Following the news early Thursday of a terrorist plot to blow up in-flight passenger airplanes, executives at Paramount Pictures considered scaling back advertising for the new Oliver Stone film, “World Trade Center,” which opened nationwide Wednesday.
Ultimately, with executives and other analysts unable to predict how moviegoers, unsettled by the news events, will be affected, the studio decided not to change its in-place marketing plans.
“The events of yesterday and today make this story even more poignant,” Don Harris, executive vice president of distribution at Paramount, a unit of Viacom Inc., said Thursday. “But I don’t know whether it helps or hurts.”
Stone’s film recounts the harrowing tale of two Port Authority police officers caught under the rubble of the twin towers, which fell after being hit by two passenger planes on Sept. 11, 2001.
The film earned $4.4 million at the box office Wednesday, exceeding Paramount’s expectations for the emotionally charged film.
Box office analysts say the current news events could raise awareness of the film, which could boost ticket sales.
“‘World Trade Center’ was never designed to be escapist entertainment anyway, so I’m not sure people will shy away from it given these real-life events,” said Paul Dergarabedian, president of box-office tracker Exhibitor Relations. “How much more relevant could this movie be right now?”
But the film’s subject matter might not be the only thing on moviegoers’ minds.

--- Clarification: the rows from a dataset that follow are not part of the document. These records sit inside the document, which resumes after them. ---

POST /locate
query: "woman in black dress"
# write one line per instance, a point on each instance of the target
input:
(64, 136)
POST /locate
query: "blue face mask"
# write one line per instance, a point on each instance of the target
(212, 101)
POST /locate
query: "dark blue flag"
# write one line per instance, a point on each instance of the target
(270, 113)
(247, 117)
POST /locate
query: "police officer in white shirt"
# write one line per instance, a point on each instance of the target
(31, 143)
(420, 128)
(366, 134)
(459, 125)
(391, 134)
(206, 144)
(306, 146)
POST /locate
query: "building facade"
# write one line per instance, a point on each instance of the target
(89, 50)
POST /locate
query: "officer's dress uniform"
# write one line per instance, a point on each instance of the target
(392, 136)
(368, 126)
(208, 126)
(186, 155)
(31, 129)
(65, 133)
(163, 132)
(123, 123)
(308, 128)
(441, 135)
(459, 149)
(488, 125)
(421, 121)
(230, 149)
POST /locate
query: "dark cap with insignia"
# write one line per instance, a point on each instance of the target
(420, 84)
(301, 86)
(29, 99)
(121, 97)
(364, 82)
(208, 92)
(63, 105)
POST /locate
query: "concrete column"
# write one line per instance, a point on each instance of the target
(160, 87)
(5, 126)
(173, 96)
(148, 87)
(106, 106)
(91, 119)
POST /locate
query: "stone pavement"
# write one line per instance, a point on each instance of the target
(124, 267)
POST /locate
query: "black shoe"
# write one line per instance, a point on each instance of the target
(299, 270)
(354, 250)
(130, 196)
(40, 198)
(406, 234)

In the days after the Sept. 11 attacks, out of concern for their safety, people stayed away from large public gatherings. Box-office receipts did pick up in subsequent weekends.
With the federal government raising the threat level and continued focus on the plot by news shows, people could again decide to stick close to home this weekend.
“I give the audience a lot of credit,” Dergarabedian said. “By and large we still feel very safe on our own soil going to the movie theater.”
Wednesday’s audience for the film, which stars Nicolas Cage, was evenly split among men and women, young and old, Paramount said. A higher-than-normal percentage of moviegoers told exit-poll researchers they would recommend the film to friends.
“It performed significantly ahead of our expectations,” Harris said.